What the draft would do
The proposed framework is designed to allow investors to finance the construction, modernisation or current repair of strategic port infrastructure assets that remain in state ownership, with compensation to be paid by the Ukrainian Sea Ports Authority under a dedicated contractual mechanism. The draft does not apply to concessions, lease arrangements, joint activity agreements or other investment models governed by special statutory procedures.
Why this matters
This is a notable development for Ukraine’s port sector because article 27 has long referred to a Cabinet-approved mechanism, but such mechanism has not been operational in practice. The explanatory note also makes clear that the initiative is driven by the sector’s funding constraints and the need to attract private capital into strategically important infrastructure.
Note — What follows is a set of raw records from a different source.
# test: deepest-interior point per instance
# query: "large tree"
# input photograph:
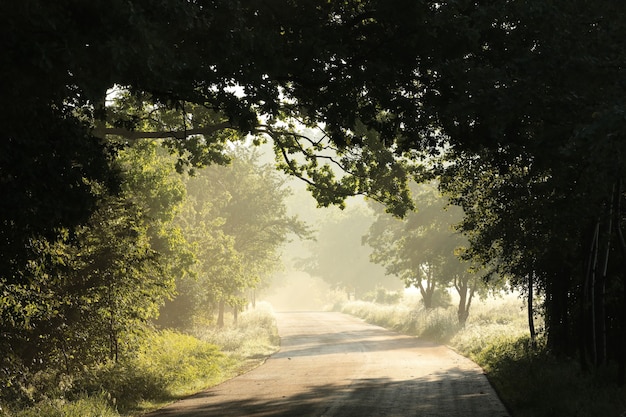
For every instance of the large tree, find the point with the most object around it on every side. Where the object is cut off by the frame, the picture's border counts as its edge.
(532, 84)
(236, 220)
(340, 258)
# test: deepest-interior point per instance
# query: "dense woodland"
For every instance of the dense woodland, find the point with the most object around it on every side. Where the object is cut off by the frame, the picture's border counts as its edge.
(515, 107)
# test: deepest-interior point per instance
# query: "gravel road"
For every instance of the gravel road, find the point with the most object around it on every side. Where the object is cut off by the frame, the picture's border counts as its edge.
(332, 364)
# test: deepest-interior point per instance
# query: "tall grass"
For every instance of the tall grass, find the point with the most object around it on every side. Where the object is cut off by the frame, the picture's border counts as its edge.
(530, 381)
(167, 365)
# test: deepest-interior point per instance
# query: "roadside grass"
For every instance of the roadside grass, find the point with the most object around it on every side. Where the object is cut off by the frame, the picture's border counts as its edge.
(167, 366)
(530, 381)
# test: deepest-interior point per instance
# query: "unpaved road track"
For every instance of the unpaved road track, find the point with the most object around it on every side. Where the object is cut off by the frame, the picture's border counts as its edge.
(331, 364)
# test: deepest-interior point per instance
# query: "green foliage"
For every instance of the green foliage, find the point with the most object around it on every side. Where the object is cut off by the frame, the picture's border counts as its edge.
(528, 378)
(383, 296)
(163, 366)
(93, 406)
(520, 371)
(254, 335)
(236, 221)
(340, 232)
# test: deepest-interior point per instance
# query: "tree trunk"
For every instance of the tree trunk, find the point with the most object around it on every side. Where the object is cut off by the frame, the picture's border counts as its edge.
(531, 313)
(621, 360)
(220, 314)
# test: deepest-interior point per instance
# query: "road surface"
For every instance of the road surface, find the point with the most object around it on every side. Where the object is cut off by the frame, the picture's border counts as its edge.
(334, 365)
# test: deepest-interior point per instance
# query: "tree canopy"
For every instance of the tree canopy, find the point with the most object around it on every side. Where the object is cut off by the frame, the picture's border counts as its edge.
(524, 98)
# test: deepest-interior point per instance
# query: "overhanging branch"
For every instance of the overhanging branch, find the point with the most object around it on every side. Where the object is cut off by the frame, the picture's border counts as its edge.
(162, 134)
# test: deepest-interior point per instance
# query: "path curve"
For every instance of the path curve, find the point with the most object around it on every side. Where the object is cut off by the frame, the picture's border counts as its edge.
(334, 365)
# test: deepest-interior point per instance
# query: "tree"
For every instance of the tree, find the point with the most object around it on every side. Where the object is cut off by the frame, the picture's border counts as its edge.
(421, 249)
(236, 220)
(339, 257)
(534, 85)
(81, 300)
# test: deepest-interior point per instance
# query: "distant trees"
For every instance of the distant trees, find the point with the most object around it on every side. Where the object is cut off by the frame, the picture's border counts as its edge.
(527, 98)
(340, 258)
(83, 295)
(422, 249)
(236, 222)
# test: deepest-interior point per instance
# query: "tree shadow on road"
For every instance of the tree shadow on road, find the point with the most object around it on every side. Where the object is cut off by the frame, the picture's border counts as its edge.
(451, 393)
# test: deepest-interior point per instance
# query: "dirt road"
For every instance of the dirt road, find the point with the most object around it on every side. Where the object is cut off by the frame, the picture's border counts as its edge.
(331, 364)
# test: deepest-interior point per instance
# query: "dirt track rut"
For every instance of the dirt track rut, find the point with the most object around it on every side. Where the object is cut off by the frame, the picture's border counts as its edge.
(334, 365)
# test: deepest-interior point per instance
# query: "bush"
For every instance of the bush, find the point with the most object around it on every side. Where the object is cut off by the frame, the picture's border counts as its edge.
(95, 406)
(383, 296)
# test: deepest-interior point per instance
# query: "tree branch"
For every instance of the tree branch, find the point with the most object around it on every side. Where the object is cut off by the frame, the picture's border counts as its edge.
(138, 134)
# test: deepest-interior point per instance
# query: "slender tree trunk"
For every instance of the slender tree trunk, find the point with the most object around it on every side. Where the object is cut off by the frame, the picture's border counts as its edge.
(220, 314)
(621, 360)
(531, 313)
(592, 287)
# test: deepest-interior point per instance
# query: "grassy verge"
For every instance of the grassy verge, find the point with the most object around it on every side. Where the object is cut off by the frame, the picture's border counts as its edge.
(168, 365)
(528, 379)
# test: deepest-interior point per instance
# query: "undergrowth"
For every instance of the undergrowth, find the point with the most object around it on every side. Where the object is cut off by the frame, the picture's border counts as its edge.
(167, 365)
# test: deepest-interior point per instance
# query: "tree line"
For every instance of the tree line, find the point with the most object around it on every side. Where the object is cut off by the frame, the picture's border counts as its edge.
(515, 106)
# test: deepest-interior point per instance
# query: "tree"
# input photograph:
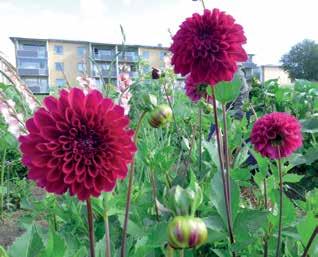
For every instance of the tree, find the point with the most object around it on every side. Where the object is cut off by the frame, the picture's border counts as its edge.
(302, 61)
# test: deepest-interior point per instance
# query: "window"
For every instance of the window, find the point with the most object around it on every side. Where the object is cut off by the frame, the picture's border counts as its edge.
(145, 55)
(81, 67)
(60, 82)
(58, 49)
(81, 51)
(59, 66)
(162, 55)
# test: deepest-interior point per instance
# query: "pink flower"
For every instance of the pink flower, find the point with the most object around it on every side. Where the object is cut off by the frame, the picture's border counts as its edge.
(195, 91)
(208, 46)
(276, 132)
(78, 143)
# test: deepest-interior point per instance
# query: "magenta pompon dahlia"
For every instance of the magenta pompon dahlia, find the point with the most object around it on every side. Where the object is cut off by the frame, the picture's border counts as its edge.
(196, 91)
(276, 135)
(78, 143)
(208, 46)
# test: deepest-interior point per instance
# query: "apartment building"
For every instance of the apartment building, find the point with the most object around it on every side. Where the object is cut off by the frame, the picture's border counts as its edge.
(45, 63)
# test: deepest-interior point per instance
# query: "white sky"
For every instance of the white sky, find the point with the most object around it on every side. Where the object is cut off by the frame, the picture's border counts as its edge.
(271, 26)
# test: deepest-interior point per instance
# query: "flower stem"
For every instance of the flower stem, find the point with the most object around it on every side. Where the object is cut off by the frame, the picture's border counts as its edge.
(106, 223)
(218, 138)
(90, 226)
(200, 139)
(154, 193)
(266, 207)
(280, 225)
(2, 181)
(311, 239)
(128, 199)
(169, 251)
(203, 4)
(227, 160)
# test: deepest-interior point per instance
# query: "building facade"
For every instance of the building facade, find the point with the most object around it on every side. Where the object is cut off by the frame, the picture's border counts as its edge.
(45, 63)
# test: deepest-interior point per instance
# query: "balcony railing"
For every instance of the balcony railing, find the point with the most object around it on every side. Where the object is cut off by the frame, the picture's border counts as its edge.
(105, 73)
(104, 57)
(32, 72)
(31, 54)
(129, 58)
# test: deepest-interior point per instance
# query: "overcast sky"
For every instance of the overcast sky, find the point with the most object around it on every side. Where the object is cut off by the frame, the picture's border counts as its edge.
(271, 26)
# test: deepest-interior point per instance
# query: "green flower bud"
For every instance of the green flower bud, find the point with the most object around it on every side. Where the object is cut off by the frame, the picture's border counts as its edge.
(186, 232)
(160, 116)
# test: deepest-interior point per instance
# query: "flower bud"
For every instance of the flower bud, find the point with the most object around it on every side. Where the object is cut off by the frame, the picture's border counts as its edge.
(186, 232)
(160, 116)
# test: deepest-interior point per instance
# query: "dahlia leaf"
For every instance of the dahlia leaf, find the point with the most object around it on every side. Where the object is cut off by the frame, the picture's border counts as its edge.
(226, 92)
(28, 245)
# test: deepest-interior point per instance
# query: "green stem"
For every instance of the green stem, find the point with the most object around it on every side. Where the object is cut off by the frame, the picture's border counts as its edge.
(90, 227)
(200, 139)
(2, 181)
(169, 251)
(203, 4)
(107, 235)
(280, 225)
(266, 207)
(311, 239)
(154, 193)
(218, 139)
(130, 184)
(227, 160)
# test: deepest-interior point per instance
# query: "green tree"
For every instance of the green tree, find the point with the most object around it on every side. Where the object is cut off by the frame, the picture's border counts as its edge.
(301, 62)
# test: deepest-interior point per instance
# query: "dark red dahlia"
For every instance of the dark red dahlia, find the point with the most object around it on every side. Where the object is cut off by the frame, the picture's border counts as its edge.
(208, 46)
(196, 91)
(276, 133)
(78, 143)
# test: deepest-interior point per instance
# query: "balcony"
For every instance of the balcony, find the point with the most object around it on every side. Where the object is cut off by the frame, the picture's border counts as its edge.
(128, 58)
(105, 73)
(104, 57)
(31, 54)
(32, 72)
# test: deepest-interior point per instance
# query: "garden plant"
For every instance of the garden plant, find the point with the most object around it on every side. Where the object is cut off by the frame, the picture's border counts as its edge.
(144, 168)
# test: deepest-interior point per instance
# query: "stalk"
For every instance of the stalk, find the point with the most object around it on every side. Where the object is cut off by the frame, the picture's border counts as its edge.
(200, 139)
(169, 251)
(218, 138)
(106, 224)
(311, 239)
(266, 207)
(90, 227)
(203, 4)
(227, 160)
(2, 181)
(154, 193)
(279, 238)
(130, 182)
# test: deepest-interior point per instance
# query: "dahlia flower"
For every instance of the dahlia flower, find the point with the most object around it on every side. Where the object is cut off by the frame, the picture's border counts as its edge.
(196, 90)
(208, 46)
(78, 143)
(276, 135)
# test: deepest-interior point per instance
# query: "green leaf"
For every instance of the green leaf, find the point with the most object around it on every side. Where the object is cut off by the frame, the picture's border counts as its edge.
(218, 199)
(305, 228)
(292, 178)
(55, 246)
(310, 125)
(228, 91)
(249, 221)
(28, 245)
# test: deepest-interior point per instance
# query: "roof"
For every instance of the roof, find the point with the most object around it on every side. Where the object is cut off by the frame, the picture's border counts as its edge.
(13, 39)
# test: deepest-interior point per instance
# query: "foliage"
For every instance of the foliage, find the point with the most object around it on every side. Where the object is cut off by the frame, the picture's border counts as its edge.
(301, 61)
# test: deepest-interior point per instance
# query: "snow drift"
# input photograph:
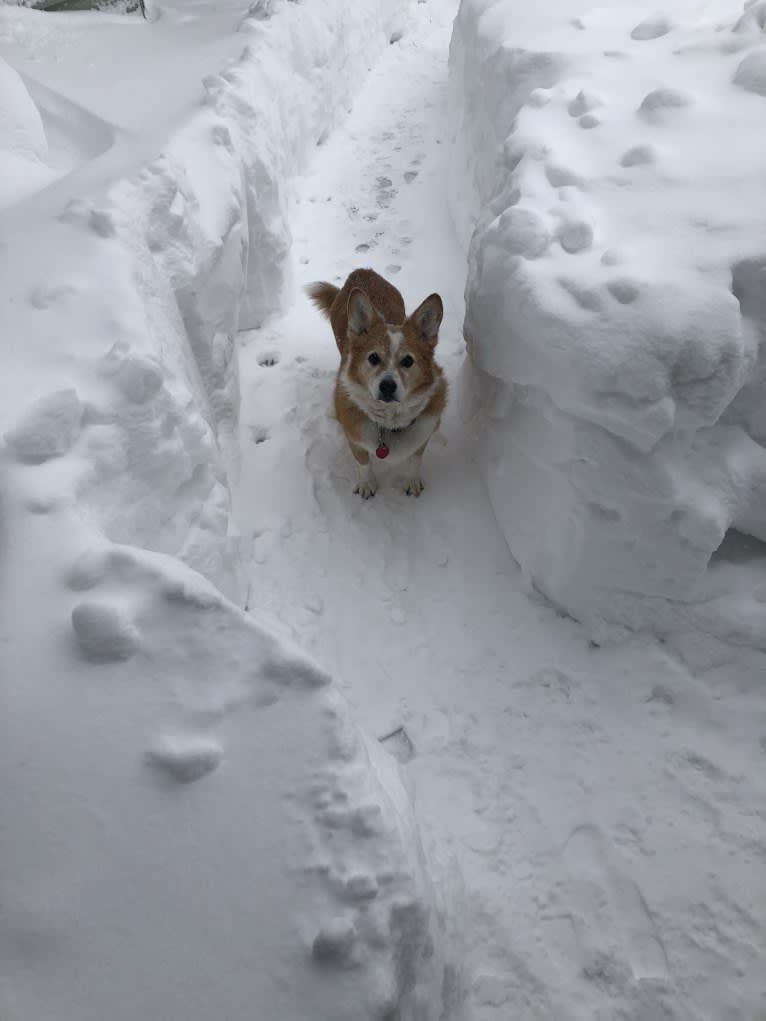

Key takeaway for investors
The draft creates a legal route for compensation, but it does not create a classic investment-return model. Compensation would generally be limited to the investor’s actual documented costs. In addition, where the relevant asset generates revenue, compensation may be limited to the direct and related income generated by that asset. As currently drafted, the framework does not provide a clear built-in return, indexation mechanism or express protection against inflation risk.
What this means in practice
The proposed mechanism may be more attractive to strategic port users, such as terminal operators, cargo interests and logistics groups, than to purely financial investors. For such market participants, the commercial value may lie less in the compensation itself and more in securing access to infrastructure that is critical to their underlying business. That said, the current draft still leaves open important issues around payment timing, economic protection and allocation of risk.
Next steps
The draft is currently open for public discussion. Market participants with exposure to Ukrainian port infrastructure should consider whether to submit comments, particularly on investor protections, compensation mechanics and the treatment of time-value and inflation-related risks.